Under Canopy Lighting: The Experiment is Over

In the early days of LED adoption, we were narrowly focused on maximizing ‘top down’ efficiency. The goal was simple: replace HPS with fewer watts while hitting target PPFDs at the top of the canopy and this was an acceptable level of success. The market has changed. Market saturation has reduced margins, wholesale prices are compressed, and competition is intense. Status Quo…I don’t think so!

For years, under canopy lighting (UCL) was dismissed as a niche upgrade fraught with inconsistencies and mixed philosophies. Today, the trials are complete, the operating procedures are validated, and the outputs/results are uniformly consistent both quantitatively and qualitatively. Failing to implement under canopy lighting is no longer a strategic choice, but an architectural flaw in your facility design.

A 30-Year-Old Strategy, Finally Perfected

Maximizing cubic footage is not a new trend in cannabis cultivation. More than 30 years ago, dialed-in growers were hanging single-ended HPS bulbs vertically in walkways to deliver deeper light penetration into their canopy. They understood what today’s data confirms: leaving the bottom third of the plant in the dark means leaving money on the table.

The heat load and safety risks of hanging 1000W bulbs at waist height made the approach impossible to scale in a licensed facility. Nearly a decade ago, Thrive Agritech worked with one of our cultivation partners still using this 1000W vertical strategy, to provide a safer, more effective solution for under canopy lighting.

Thrive Agritech took a 30-year-old concept and reintroduced it into a modern, scalable system that enables operators to preserve their profitability.

The Cost of "Dead Space"

In a saturated market, your most expensive asset is your cubic footage. Traditional cultivation practices and lighting strategies leave the bottom 30-40% of the plant underdeveloped (i.e. larf, B-grade biomass, etc.)

In the absence of under canopy lights, cultivators are essentially paying rent, cooling expenses, and costs of nutrients for "dead" real estate. You’ve already invested the OpEx into that cubic volume; if you aren't activating it with photons, you are subsidizing inefficiency. UCL isn't an "addition"—it’s the reclamation of space you’re already paying for.

Labor: The Silent Margin Killer

Here is how the math breaks down. If your team is spending time and energy aggressively stripping lower laterals, you are paying a shadow tax on labor and overhead.
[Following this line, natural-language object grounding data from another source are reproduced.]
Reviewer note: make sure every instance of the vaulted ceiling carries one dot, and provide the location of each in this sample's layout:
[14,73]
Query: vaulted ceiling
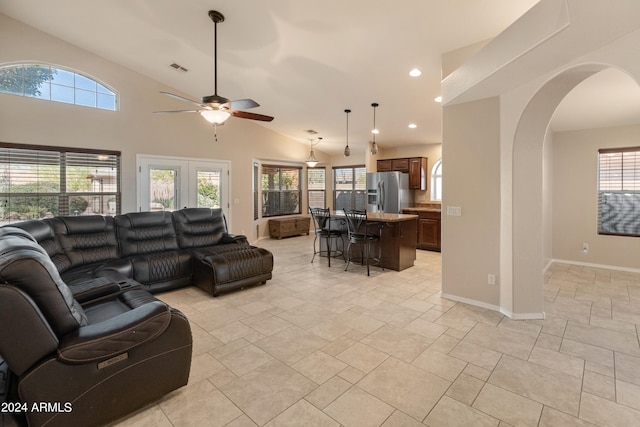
[303,61]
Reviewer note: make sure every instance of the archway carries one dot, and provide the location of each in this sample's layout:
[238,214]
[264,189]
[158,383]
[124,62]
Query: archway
[528,192]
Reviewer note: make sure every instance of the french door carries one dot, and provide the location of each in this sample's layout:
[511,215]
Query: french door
[169,183]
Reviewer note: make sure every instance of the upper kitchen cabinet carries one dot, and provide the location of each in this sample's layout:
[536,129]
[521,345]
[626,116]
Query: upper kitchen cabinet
[415,166]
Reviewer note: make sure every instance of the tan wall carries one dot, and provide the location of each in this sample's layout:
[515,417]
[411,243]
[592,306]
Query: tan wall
[133,130]
[471,180]
[575,200]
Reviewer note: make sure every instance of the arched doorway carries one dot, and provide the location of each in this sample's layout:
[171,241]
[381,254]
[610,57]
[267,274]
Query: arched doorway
[530,201]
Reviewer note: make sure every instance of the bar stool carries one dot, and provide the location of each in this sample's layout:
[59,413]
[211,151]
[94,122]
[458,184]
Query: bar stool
[322,229]
[361,234]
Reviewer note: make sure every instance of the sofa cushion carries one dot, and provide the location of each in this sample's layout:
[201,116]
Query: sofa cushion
[25,265]
[42,231]
[199,227]
[86,239]
[145,232]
In other words, you invest 14–21 days in the veg room promoting the development of biomass, only to remove a third of the plant and throw it away on day 21 of flower. Even if you keep that lower growth, this practice is costing you at the finish line in post harvest.

Trimming larfy, B-grade flower takes 2 to 4x longer than trimming the same weight in A-grade tops. And if you run that product through a trim machine, a much larger portion of those B’s ends up as trim rather than saleable flower. Reducing that "touch-time" per plant is often the only difference between a profit and a loss.

The Sorting Ratio: Reality vs. Vanity

Yield is vanity. Your sorting ratio is reality.

Does it matter if you harvest 100+ grams per square foot when a large percentage of it falls to B-grade or trim and sells for a fraction of top-shelf flower.

“The Experiment” made it clear: UCL dramatically shifts the ratio of B-grade to A-grade flower.

By reducing the light intensity gap between the top and bottom of the plant, it eliminates the quality gradient. Without it, your results will be lower quality flowers on the bottom half of every single plant in your facility.

The Bottom Line

We are past the era of guesswork. From vertical HPS bulbs in the ’90s to Thrive Agritech’s pioneering LED innovation nearly a decade ago, the goal has always been the same: total canopy production.

Today, you are not competing against the grower next door, you are competing against the math.

“The Experiment” is over. Every day you operate without under canopy lighting is a day you surrender margin your competitors are already capturing.